The funeral of Mrs. Aster



"You'll be with your old herd again," I told her.

She just wanted comfort, for her body, lungs and joints. Mrs. Aster went down late yesterday but seemed okay when I righted her squat little body. She ate normally. This morning she was once again stuck on her side but this time when I got her up she could not stand, and was clearly in distress. Her breathing was odd, and her glance was strange-it reminded me of the way BW's and Samuelle's eyes looked near death. Those were neurological issues and I was sensing this about Mrs. Aster.

I checked on her every hour. She managed to stay up, but was clearly in distress if moved. I dd stand her to ruminate her, but, she had no control over her hind end. I did not want to wait until the end of the day and put her though terror at night, for a pygmy on its side is in terror, and suffering.

But I couldn't get any of my normal vets out. One finally said they could come at 7pm tonight, but thankfully I was able to get in with my local canine vet who helped me out. I didn't like having to take her off the farm, but it had to be done. At the vet, we could see more signs that made us think it was neurological, and we had no doubts we were doing the right thing. She went fast.

I said awhile back I sensed Mrs. Aster would not be with us long, and it has proven to be true. You see it happen again and again-an elder animal lives through neglect or a bad situation for months or longer, they are taken out of that situation into safety and care, and sometimes, they just let go.

I have come to see this as a beautiful gift for the animal. I do not see it as a sad day. Exhausting, yes. For with any death comes the details of it-making the right decision in a timely way, carrying and lifting the animal around, proper final medical needs and then, burial. I feel relief for her, and the minute she was gone I felt hope for her-that she had melted into the feeling she once had of being with her herd.

I brought her home and laid her out in the lower Misfit village. This is the procedure I've always followed and will continue to if possible. I have always photographed the death scenes though don't always show them. This is more for me than anyone else, but I also feel it is an ode to the living herd left behind. Each of these images show the life going on much more than death. I did not doctor these images. I like to think of her energy just embedding itself in the light shining on her former herd, Sir Tripod Goat and Ezra. Perhaps that sentiment is if for the human in me, trying to make her a different form-but it doesn't matter. We all see what we need to in a death. Nobody can tell me otherwise. We all get to grieve it our own way and share the parts we want or feel a need to.

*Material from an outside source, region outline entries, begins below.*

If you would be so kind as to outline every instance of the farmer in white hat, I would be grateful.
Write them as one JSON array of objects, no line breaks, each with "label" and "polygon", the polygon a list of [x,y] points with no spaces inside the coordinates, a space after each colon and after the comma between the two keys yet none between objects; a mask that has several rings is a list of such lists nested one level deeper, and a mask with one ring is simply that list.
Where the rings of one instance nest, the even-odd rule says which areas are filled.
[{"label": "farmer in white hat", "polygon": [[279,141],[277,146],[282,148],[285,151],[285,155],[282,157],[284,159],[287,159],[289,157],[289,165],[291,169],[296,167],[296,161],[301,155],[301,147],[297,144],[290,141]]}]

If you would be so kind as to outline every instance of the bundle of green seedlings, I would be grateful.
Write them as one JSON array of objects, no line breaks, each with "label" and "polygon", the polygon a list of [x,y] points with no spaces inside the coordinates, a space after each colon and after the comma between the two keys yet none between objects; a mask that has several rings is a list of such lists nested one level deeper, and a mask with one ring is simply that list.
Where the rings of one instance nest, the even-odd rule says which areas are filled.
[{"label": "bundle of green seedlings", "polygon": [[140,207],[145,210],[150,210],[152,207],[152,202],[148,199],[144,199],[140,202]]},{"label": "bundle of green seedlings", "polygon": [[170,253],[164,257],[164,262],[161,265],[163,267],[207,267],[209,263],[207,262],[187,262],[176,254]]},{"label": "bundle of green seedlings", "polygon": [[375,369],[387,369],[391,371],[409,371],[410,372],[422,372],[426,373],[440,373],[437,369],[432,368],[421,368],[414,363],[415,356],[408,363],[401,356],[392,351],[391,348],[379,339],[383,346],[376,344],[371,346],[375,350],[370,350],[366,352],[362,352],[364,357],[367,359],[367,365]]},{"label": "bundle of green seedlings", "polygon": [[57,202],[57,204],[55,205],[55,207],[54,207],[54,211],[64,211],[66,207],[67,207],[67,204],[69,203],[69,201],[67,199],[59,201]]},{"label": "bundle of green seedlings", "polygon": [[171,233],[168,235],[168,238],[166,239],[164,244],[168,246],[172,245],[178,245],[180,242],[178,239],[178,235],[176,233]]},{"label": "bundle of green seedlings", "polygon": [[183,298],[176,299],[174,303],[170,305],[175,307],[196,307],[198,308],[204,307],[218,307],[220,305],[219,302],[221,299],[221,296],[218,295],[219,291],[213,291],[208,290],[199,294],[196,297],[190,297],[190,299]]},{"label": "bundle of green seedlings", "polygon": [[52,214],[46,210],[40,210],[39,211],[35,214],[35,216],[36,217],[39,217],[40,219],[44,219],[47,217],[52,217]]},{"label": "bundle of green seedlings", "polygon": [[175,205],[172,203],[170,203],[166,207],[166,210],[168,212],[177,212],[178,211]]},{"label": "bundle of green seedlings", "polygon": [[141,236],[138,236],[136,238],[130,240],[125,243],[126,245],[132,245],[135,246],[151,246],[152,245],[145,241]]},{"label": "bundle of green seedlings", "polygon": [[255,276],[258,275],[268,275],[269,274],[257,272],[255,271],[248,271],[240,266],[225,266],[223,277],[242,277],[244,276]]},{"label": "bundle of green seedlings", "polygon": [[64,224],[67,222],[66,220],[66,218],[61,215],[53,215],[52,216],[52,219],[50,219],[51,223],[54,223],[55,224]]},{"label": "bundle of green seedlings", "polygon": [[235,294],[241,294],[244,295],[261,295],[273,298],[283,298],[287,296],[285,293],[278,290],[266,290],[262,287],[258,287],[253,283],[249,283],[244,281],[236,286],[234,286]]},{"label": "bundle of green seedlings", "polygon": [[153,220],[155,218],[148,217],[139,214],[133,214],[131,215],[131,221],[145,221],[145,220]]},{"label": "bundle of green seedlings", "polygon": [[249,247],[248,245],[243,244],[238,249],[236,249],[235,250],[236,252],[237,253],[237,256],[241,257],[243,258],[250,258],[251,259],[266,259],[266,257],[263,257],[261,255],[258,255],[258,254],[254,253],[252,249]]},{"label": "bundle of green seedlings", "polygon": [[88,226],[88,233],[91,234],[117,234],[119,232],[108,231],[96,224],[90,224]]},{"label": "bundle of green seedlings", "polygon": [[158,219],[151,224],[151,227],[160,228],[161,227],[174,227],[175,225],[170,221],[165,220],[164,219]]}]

This is a good day for Mrs. Aster. Because it put an end to what might have been-a night of suffering. And he did not die like two of her herd mates out in the elements in muck and filth.

But she was tired. Her eyes were strange today. They were more like shark eyes. I've seen it before. I thought of all the changes that old goat went through in the past month-being taken away from her former home, that albeit neglected, it was her home with owners that did love her [dementia was involved in the end]. She was taken to New Moon Farm Goat Rescue where two more or her herd died. She left her herd again to come here, and to be reunited with Ezra. She had a lot of changes. Not unlike many human elders, being shuffled about from home to facility to a death bed in a hospital after a fall where they just finally might....let go.

As she lay in state, I did barn chores first, and fed the Misfits. Marcella sat at the gate watching the procedures as usual. Ezra ate right over Mrs. Aster's body, without any hesitation. There was no mourning, not human mourning. I have never seen an animal here mourn. I've seen them acknowledge a departure, and most often, they simply recognize a death, and look for the food or move off and nap.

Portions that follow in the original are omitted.